How to Minimize Capital Gains Taxes on a Brokerage Account
Learn strategies to reduce capital gains taxes on investments through timing, tax-loss harvesting, and account optimization.
- Hold investments for more than one year. Capital gains taxes drop significantly when you hold investments for over 12 months. Short-term gains (held less than a year) get taxed as regular income at rates up to 37%. Long-term gains get preferential rates of 0%, 15%, or 20% depending on your income. This single timing decision can save you thousands in taxes.
- Harvest tax losses to offset gains. Sell losing investments to generate losses that offset your capital gains dollar-for-dollar. You can use up to $3,000 in excess losses against regular income each year, and carry forward unused losses indefinitely. Just avoid the wash sale rule — don't buy the same or substantially identical investment within 30 days of selling it for a loss.
- Time your gains and losses strategically. Realize losses in high-income years when you're in higher tax brackets, and realize gains in lower-income years when possible. If you're near retirement or between jobs, you might qualify for the 0% long-term capital gains rate. Plan major sales around these income fluctuations to minimize your tax bite.
- Use tax-advantaged accounts for frequent trading. Keep investments you plan to sell frequently in IRAs or 401(k)s where gains aren't immediately taxable. Use your taxable brokerage account for buy-and-hold investments that generate long-term capital gains. This shields your most tax-inefficient activity from current taxation.

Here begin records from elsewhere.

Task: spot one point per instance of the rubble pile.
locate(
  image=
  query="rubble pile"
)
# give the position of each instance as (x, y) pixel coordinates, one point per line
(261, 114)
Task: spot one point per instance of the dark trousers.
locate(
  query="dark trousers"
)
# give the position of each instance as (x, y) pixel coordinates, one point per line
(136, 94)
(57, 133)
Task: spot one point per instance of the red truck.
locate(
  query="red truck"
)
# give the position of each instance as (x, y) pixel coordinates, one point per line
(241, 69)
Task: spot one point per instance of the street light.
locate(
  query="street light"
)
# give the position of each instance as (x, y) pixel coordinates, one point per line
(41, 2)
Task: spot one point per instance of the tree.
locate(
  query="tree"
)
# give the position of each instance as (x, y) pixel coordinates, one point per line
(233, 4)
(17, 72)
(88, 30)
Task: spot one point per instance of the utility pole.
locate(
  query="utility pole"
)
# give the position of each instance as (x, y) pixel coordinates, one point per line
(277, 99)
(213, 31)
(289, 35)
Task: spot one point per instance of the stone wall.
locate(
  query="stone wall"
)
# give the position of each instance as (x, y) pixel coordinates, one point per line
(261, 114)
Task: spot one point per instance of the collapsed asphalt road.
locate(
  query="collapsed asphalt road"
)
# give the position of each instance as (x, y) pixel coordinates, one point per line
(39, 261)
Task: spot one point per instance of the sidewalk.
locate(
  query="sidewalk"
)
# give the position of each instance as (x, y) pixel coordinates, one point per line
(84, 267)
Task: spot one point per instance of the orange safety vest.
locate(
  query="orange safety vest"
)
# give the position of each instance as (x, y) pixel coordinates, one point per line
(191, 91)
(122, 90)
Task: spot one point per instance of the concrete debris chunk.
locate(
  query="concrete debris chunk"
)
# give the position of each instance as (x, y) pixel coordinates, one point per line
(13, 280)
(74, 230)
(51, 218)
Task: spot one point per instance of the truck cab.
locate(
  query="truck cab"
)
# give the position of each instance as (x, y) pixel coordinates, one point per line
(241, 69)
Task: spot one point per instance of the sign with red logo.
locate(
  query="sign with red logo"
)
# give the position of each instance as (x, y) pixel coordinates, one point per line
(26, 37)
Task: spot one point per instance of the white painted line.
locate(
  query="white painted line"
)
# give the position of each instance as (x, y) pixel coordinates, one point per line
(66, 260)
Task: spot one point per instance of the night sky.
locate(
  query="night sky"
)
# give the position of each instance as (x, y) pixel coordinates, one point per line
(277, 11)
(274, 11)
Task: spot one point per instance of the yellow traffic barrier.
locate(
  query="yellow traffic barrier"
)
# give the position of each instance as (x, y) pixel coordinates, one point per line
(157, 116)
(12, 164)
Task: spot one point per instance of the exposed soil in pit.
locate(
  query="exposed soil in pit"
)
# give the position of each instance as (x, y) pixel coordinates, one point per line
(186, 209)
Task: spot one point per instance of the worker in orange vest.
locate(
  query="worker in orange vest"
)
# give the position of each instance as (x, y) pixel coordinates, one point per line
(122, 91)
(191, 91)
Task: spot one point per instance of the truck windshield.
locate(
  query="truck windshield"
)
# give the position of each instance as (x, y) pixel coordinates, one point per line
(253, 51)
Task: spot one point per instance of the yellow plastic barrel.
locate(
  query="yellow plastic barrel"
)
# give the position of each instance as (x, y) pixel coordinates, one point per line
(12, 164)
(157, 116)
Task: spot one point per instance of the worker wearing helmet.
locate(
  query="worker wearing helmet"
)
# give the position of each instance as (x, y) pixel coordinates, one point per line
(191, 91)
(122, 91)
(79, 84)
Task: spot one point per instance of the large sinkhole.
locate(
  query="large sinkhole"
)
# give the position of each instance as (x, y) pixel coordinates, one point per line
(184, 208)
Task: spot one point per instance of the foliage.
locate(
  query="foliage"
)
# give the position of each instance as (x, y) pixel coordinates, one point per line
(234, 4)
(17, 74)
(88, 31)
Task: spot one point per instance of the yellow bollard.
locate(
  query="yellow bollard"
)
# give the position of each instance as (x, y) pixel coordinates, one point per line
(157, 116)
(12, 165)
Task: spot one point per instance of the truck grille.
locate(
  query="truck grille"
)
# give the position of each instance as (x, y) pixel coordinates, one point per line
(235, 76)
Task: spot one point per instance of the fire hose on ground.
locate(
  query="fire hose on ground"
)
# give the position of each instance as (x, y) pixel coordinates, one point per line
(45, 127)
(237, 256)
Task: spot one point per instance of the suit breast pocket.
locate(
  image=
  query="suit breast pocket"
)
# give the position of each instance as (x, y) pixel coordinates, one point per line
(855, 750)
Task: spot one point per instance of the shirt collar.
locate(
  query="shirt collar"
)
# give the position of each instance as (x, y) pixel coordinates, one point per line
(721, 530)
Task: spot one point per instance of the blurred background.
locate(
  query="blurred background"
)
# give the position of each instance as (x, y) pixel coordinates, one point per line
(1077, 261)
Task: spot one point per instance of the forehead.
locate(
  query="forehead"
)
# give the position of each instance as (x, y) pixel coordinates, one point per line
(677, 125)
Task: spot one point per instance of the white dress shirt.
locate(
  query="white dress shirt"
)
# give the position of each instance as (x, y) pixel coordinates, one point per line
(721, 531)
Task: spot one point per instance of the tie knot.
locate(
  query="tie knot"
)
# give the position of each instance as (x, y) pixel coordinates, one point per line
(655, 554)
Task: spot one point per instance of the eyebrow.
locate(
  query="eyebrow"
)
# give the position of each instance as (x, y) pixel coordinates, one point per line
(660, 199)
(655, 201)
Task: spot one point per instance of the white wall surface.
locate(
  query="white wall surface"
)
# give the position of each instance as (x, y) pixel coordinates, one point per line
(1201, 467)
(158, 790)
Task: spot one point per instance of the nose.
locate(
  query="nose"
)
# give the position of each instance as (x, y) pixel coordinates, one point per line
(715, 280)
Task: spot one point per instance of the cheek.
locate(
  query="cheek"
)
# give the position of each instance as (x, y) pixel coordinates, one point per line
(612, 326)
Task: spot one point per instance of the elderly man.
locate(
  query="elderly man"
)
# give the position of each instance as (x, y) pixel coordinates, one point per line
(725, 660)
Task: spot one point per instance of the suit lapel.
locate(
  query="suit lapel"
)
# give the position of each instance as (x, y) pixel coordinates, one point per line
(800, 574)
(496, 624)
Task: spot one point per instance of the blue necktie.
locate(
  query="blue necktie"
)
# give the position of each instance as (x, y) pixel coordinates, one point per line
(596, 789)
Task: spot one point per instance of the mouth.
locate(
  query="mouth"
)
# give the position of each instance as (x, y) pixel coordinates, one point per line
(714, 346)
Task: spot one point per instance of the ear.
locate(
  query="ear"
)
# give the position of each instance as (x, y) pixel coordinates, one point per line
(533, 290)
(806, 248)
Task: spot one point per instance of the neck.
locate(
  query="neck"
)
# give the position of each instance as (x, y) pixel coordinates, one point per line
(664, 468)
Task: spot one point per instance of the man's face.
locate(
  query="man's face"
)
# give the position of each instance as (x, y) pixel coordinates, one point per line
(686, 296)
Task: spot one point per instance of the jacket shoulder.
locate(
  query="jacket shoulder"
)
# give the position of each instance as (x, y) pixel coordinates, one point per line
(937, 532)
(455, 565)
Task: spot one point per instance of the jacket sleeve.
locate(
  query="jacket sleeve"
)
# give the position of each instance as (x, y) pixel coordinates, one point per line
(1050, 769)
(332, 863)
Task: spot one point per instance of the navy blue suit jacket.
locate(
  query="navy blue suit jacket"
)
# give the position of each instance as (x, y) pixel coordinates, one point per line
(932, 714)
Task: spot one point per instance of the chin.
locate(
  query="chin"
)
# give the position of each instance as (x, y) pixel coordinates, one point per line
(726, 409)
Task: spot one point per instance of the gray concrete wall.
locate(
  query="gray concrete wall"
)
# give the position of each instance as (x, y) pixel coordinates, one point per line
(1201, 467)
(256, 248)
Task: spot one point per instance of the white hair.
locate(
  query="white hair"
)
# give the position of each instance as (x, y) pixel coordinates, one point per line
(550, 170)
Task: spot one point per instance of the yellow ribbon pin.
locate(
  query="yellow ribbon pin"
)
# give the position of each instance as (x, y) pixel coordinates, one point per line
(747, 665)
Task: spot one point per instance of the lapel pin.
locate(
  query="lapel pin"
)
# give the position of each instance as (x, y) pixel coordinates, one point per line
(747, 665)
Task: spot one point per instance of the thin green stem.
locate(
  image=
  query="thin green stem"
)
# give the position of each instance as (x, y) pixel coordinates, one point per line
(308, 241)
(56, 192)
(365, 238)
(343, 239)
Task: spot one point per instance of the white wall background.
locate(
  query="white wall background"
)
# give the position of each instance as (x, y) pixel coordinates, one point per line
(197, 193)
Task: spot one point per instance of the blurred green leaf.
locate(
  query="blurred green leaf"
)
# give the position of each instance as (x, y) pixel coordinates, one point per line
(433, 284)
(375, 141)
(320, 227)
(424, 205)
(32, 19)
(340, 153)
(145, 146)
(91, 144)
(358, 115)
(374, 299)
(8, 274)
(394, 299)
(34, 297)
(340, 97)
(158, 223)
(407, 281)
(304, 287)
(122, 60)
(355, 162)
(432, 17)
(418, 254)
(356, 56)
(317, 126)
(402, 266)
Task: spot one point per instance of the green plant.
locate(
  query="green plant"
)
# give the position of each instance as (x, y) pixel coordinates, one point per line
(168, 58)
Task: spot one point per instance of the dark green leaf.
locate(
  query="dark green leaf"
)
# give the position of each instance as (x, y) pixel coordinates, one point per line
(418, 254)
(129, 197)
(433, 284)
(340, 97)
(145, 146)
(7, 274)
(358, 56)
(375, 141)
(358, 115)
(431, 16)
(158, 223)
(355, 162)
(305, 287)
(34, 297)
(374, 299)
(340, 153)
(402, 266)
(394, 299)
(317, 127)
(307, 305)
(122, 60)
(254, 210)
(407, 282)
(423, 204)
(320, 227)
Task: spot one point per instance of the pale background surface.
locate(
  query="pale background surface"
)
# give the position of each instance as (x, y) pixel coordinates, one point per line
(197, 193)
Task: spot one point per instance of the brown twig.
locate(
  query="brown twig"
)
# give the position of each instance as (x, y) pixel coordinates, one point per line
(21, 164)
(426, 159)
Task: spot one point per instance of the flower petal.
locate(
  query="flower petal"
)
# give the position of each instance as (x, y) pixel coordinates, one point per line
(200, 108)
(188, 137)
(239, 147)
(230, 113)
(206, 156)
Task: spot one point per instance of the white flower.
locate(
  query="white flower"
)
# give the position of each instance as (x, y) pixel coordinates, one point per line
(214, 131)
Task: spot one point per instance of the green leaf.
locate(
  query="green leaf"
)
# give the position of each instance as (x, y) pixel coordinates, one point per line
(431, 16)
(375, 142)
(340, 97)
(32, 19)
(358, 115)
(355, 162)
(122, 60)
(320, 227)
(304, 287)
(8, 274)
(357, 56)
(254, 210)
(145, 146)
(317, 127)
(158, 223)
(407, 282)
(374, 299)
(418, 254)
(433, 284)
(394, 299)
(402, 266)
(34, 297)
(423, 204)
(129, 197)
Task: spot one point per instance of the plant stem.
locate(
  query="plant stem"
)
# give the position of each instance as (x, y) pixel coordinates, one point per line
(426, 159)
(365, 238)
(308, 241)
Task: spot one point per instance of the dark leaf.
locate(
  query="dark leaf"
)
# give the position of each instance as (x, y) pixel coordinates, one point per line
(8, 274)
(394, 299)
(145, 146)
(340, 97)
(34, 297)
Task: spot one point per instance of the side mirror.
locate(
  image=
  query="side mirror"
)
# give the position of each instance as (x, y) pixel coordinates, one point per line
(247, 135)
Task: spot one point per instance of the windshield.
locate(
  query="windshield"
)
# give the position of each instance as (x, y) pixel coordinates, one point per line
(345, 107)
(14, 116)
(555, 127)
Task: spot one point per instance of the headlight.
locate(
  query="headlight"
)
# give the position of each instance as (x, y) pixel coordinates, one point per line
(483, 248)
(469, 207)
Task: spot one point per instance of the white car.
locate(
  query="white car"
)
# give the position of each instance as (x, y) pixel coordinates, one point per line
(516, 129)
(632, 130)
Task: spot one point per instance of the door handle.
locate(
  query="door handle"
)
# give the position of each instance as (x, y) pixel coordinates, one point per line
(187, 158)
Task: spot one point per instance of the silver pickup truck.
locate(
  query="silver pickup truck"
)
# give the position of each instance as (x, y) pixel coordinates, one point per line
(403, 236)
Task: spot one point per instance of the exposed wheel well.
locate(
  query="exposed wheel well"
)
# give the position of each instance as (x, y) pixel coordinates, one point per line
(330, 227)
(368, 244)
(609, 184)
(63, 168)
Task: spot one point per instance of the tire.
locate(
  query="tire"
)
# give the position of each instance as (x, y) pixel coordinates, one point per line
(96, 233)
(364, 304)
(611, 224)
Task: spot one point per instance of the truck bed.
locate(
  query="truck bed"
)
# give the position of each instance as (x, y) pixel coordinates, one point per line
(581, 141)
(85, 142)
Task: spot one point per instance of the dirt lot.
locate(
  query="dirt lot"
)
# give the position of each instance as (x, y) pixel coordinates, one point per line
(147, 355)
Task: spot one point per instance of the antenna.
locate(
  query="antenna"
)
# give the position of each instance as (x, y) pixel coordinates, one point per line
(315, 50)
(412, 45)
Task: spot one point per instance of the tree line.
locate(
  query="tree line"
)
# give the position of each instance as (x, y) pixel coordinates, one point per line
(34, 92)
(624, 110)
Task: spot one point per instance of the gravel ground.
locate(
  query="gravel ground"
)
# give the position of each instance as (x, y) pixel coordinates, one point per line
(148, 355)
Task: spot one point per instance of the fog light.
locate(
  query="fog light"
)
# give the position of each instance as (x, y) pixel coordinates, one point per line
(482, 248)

- Donate appreciated assets instead of cash. Give appreciated investments directly to charity instead of selling them first. You avoid capital gains taxes entirely and can deduct the full current value as a charitable contribution. This works best for investments you've held more than a year that have significant gains.
- Consider tax-efficient investment strategies. Choose investments that generate fewer taxable events — like broad market index funds instead of actively managed funds that trade frequently. Focus on total return rather than dividend yield in taxable accounts, since qualified dividends and long-term gains get better tax treatment than regular income.